He was impressed by the “high cultural level” of the young delegates, Castro wrote. “I cared less about what they said than the form in which they said it. They were so well educated and their vocabulary so rich that I almost could not understand them.”

The column appeared aimed at Raúl’s comment to the Congress on Saturday that Cuba needs to forge a new generation of leaders and that any major government or party job should have a limit of two consecutive five-year terms.

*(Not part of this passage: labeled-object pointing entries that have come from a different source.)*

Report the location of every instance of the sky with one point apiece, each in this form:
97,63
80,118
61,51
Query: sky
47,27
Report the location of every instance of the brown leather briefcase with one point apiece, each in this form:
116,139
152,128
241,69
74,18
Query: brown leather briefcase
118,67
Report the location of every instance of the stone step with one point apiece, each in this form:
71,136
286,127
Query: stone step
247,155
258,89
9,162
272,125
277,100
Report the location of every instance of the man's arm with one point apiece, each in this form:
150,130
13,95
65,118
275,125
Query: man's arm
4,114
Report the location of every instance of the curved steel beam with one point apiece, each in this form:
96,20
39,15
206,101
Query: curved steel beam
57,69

Its top leaders are now all in their 80s and late 70s.

“The new generation has been called to rectify and change without hesitation everything that needs to be rectified and changed, and continue to show that socialism is the art of achieving the impossible,” the former Cuban leader wrote.

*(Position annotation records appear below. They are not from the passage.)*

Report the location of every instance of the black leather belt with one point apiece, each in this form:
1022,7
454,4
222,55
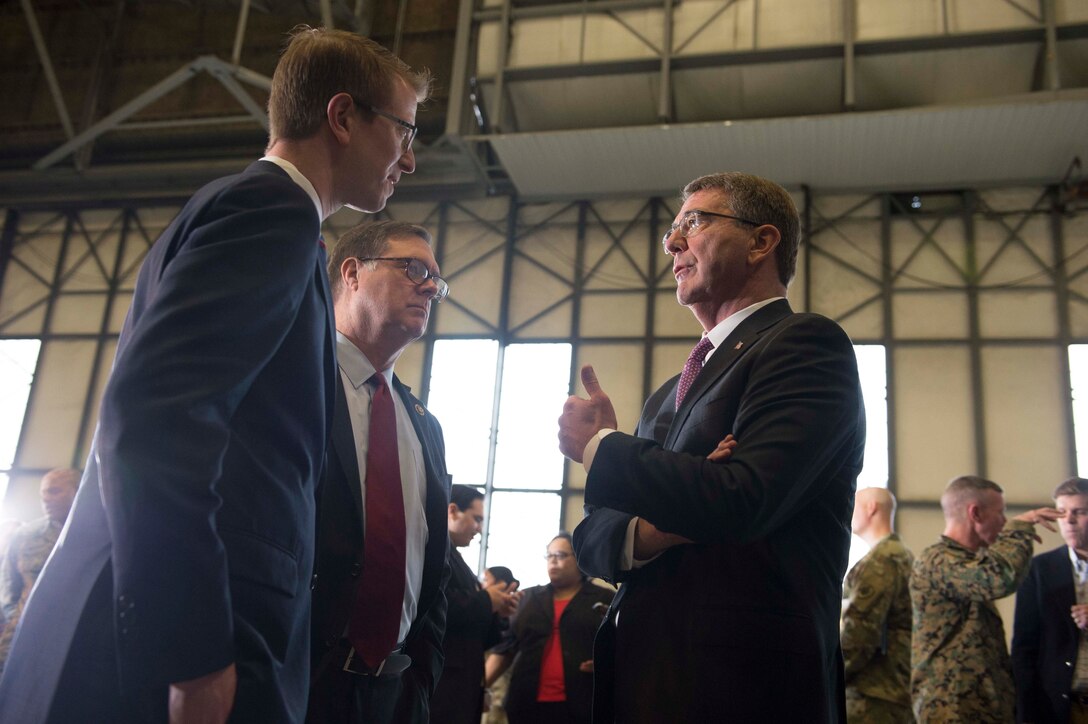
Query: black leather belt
393,664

He made no mention of Raúl’s reforms — which would reduce the government’s dominant role in the economy, now centrally planned along Soviet-era lines, and open the door to private enterprise.

Instead, he wrote of his continuing dream of a selfless society and the threat of the “empire.”

“To overcome the system of capitalist production is undoubtedly a hard challenge in a barbaric time of consumerist societies that fuels and promotes the egotistical instincts of the human being,” he wrote.

The new generation of Cuban leaders should be “modest, studious and tireless fighters for socialism” he added, “and be capable of confronting the policy of the empire that endangers the human species.”